Heart disease patients with clogged coronary arteries often face two options to clear blockages if their heart medications don’t control their symptoms: bypass surgery, which involves making a large incision in the chest to reach the heart, or minimally invasive angioplasty, where a catheter wire is threaded into the artery via a tiny incision.
While the recuperation from angioplasty is far easier than from bypass, a study published Tuesday in the New England Journal of Medicine suggests that bypass might offer a survival advantage.
The study compared nearly 190,000 heart disease patients with stable coronary disease over age 65 who chose to undergo either bypass surgery or angioplasty (usually along with a stent placement) and found no survival difference at one year after treatment; four years following treatment, however, about 16 percent of the bypass patients had died compared with nearly 21 percent of the angioplasty patients.
Yet, the study didn’t look at how that compared with mortality rates in patients who stuck with traditional management of stable heart disease: medication therapy.
Previous research has shown that while angioplasty and bypass can be lifesaving if administered within hours after a heart attack, neither extends the lives of those with stable heart disease any better than medications. Nor do they prevent future heart attacks better than drugs such as baby aspirin or statins.
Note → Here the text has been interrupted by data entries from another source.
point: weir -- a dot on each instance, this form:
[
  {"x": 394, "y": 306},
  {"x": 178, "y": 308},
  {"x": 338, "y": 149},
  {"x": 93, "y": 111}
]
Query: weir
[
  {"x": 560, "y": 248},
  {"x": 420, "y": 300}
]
Both, though, appear to offer short-term relief from symptoms such as chest pain, fatigue, and shortness of breath in patients whose symptoms aren’t well managed by medications -- which is why some heart patients opt to have the interventions.
Often, patients prefer angioplasty because they can be back to themselves in a day or two, compared with being in pain and less mobile for four to six weeks after a bypass. On the other hand, bypass patients often get more effective and sustained relief from symptoms, according to study co-author Dr. Jeffrey Popma, director of interventional cardiology at the Beth Israel Deaconess Medical Center.
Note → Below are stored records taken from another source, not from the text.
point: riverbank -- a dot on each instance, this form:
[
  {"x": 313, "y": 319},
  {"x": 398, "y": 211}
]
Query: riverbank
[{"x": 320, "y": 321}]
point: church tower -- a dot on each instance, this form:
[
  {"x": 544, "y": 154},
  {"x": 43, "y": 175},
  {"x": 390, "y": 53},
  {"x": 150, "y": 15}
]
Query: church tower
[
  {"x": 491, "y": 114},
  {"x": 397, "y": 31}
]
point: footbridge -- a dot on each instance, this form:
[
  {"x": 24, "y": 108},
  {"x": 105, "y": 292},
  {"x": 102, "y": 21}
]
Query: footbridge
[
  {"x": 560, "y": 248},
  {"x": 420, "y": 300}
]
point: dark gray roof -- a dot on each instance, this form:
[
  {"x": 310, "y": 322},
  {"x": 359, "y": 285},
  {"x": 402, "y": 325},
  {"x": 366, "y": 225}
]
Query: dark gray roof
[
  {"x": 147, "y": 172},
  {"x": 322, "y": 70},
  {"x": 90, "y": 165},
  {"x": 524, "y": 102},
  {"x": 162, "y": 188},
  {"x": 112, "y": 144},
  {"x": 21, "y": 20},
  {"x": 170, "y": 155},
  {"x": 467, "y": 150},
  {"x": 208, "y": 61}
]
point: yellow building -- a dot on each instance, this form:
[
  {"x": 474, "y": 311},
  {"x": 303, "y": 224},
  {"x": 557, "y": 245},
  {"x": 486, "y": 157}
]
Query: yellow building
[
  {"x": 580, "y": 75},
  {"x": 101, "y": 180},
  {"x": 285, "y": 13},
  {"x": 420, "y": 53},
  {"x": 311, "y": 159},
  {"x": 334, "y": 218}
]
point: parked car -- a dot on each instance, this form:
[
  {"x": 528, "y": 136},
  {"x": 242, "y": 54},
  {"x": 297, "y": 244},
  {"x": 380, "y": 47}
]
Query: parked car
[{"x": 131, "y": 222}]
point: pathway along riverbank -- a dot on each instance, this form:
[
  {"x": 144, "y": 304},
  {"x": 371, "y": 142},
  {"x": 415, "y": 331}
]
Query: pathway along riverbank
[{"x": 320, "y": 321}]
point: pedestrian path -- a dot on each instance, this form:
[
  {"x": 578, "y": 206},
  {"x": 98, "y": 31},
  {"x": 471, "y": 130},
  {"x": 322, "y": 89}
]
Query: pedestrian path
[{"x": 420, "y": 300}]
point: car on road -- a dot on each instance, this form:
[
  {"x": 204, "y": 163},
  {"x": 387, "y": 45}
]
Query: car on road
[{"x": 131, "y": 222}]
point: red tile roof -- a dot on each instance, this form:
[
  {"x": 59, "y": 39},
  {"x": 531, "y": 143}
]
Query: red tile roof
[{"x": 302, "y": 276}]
“Patients with diabetes, those who have blockages difficult to treat with conventional angioplasty, those with a reduction in heart muscle function, and those with complex disease,” he added, “may well have a bigger survival benefit from bypass beyond what we found in our study.”
Popma, who’s trained to perform angioplasties, said he frequently teams up with surgeons to discuss the best treatment choice for particular patients but ultimately leaves the decision up to the patient. “Sometimes, the surgeon and I firmly agree on the best method, and the patient doesn’t want to do what we recommend,” Popma said. “We almost always end up deferring to the patient’s wishes and values.”